Volume 11, Issue 3: Doctrine 101
As a young boy growing up in Mojave, California, my best friend was a classmate named Don. On one occasion at Don's house, we were in a creative mood. Don and I took turns playing with some modeling clay, carefully forming what eventually became a head. We artfully sculpted eye sockets, and then with some blue clay, we rolled two small orbs and placed them in the holes for eyes. We crafted ears and located them on either side of the head. Red clay rolled in a long worm-like fashion and appropriately situated became the mouth. It was a remarkable creation in which we took great pride having worked all of fifteen minutes to skillfully craft it. It rather resembled a gray-colored Mr. Potato Head, however, lacking a nose.
Don came to the rescue by locating among his many wonderful possessions a small cylindrical firecracker, a "lady finger," that he had kept hidden from his parents. He delicately inserted the firecracker into the back of the clay head we had fashioned, forcing the clay in the front to protrude forming a most delightful proboscis. For two small boys in the third grade, it was a Michelangelo-esque work of art.
We carefully snuck our masterpiece out of the house and pedestaled it on top the gas meter on the side of Don's home where, coincidentally, there happened to be no windows. To commemorate this historic creative moment, Don struck a match and lit the lady finger's fuse. Within a few seconds, both of us were suffering an acute case of tinnitus, our ears ringing loudly from the deafening blast.
Almost simultaneously, Don's mother appeared and asked what had happened, or at least we thought that's what she asked by the worried look on her face and from watching her lips move. As we surveyed the splattered mess of modeling clay stuck to the side of Don's stucco house, we dutifully sought to calm her fears by resolutely assuring her that absolutely nothing had happened. "We were just playing."
Don and I delighted in destroying our clay creation. We had made it for that purpose from the start. Yet others have used that same type of modeling clay to fashion very becoming and tasteful art pieces, that subsequently became the pattern for a mold resulting in the production of numerous duplicates that could be enjoyed and appreciated by many. I have seen a Chinese cloisonne vase made of fired clay, and I have also seen a chamber pot made of the same fired clay. One vessel was made for honorable purposes, and the other for dishonorable. This is not an unreasonable nor difficult concept for Christians to understand...as long as we limit our discussion to clay. Yet many Bible-believing Christians have a hard time accepting this concept when it is applied to human beings. But why is this?

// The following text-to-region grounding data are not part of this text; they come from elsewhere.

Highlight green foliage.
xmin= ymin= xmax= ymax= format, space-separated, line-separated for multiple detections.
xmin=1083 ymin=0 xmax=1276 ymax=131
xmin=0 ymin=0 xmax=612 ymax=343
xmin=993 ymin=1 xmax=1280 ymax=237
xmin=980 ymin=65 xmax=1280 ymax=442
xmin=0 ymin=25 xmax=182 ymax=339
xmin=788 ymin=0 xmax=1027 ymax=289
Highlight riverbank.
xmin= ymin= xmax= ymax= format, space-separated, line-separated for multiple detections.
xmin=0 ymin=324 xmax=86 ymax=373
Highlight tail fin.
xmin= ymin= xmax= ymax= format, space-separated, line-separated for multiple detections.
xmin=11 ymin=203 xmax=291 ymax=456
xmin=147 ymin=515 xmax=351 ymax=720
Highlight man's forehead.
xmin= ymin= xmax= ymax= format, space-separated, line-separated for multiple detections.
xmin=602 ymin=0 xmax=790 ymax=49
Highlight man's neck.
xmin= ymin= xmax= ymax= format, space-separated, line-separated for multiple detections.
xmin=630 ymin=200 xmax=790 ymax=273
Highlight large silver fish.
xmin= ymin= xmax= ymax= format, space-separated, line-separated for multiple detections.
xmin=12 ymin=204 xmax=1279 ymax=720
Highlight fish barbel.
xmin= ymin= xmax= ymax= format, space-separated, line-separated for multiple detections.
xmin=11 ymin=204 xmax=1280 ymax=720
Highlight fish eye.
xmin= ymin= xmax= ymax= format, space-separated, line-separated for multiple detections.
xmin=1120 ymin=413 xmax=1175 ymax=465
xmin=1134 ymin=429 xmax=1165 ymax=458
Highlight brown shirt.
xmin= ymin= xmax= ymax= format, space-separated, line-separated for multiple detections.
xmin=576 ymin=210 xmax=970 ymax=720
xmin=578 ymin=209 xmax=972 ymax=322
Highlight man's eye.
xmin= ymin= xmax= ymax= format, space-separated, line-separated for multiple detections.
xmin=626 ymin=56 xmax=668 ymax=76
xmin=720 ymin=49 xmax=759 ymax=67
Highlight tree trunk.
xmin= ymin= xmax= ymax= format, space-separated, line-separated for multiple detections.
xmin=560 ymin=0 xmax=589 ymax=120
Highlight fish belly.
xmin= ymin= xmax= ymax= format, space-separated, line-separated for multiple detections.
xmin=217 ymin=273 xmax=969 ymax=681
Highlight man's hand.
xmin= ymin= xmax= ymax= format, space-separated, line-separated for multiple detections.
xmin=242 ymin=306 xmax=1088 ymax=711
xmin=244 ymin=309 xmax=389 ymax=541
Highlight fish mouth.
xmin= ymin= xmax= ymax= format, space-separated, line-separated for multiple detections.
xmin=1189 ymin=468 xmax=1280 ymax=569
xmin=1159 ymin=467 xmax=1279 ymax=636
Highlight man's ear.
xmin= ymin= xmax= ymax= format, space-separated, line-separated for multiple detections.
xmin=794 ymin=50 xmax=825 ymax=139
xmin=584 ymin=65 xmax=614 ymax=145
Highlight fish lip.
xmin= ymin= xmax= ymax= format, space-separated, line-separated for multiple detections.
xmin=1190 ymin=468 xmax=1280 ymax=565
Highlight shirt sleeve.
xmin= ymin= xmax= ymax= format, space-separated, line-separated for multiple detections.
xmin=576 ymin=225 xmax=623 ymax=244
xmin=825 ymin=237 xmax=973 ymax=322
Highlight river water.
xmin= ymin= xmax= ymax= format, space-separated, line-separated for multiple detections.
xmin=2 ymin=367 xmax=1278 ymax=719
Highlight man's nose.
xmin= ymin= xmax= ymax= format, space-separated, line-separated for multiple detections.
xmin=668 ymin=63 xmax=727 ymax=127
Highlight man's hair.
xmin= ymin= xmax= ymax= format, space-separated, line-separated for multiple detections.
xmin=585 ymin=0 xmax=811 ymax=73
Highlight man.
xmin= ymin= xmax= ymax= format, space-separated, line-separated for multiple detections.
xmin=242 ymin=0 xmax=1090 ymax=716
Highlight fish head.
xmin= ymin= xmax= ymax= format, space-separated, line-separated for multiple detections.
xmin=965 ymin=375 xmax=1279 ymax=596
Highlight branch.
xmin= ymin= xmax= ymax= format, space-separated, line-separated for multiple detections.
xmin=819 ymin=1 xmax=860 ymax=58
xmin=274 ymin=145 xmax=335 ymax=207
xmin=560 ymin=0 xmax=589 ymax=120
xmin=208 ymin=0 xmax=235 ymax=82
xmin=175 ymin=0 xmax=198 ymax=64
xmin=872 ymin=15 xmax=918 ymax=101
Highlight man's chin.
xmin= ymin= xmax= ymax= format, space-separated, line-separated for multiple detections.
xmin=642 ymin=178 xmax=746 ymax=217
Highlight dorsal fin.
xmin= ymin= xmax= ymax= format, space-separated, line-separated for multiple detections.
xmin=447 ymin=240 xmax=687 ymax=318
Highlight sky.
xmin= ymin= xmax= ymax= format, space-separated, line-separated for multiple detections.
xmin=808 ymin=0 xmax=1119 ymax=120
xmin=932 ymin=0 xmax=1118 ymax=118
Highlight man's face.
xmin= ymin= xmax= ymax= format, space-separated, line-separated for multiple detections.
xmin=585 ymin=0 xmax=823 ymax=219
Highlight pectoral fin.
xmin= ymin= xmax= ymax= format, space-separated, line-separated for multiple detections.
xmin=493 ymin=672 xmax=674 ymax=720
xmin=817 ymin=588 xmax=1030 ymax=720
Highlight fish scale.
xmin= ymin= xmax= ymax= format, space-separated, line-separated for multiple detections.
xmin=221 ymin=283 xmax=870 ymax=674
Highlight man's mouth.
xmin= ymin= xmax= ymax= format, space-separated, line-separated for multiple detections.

The Scriptures often present the picture of God as the potter and man as the clay. Isaiah has written, "But now, O LORD, thou art our father; we are the clay, and thou our potter; and we all are the work of thy hand" (Isa 64:8). Jeremiah also said, "`O house of Israel, cannot I do with you as this potter?' saith the LORD. `Behold, as the clay is in the potter's hand, so are ye in mine hand, O house of Israel'" (Jer 18:6). And in the New Testament, Paul repeated this image, "Hath not the potter power over the clay, of the same lump to make one vessel unto honour, and another unto dishonour?" (Rom 9:21).
Why then should we find it so difficult to believe that a sovereign God has created some men for perdition? Is this not what the Bible teaches? "What if God, willing to show his wrath, and to make his power known, endured with much longsuffering the vessels of wrath fitted to destruction" (Rom 9:22). And even from the Proverbs, we learn the same lesson, "The LORD hath made all things for himself: yea, even the wicked for the day of evil" (Prov 16:4). Why do many who heartily name the name of Jesus Christ and call Him Lord reject His Lordship when it comes to the point of men being created for the day of doom? Can't God glorify His holy name through these as well as through those whom He has mercifully created for salvation? "For the scripture saith unto Pharaoh, `Even for this same purpose have I raised thee up, that I might show my power in thee, and that my name might be declared throughout all the earth'" (Rom 9:17).
If we cannot bear the thought of men giving up their personal autonomy in salvation, then we must again consider the Scriptures, "So then it is not of him that willeth, nor of him that runneth, but of God that showeth mercy"(Rom 9:16, emphasis added). If we reject the testimony of the Bible, then are we not guilty of unbelief from which we must repent?
Adam was made by a sovereign God from the dust of the ground. Adam was a creature, a creation of God. All men are of the same clay as our father Adam. The comparison is too simple to miss. God created Adam, and God created us. "Nay but, O man, who art thou that repliest against God? Shall the thing formed say to him that formed it, Why hast thou made me thus?" (Rom 9:20).
Our responsibility to preach the gospel to all creatures is not diminished because God has prepared some men for destruction. To the contrary, Christ came to save the world, and the gospel is the power of God for salvation to everyone who believes. God has entrusted the proclamation of the gospel to His people, the church. We should leave who is saved to Him, and stop trying to play as though we were the potter as well as the clay.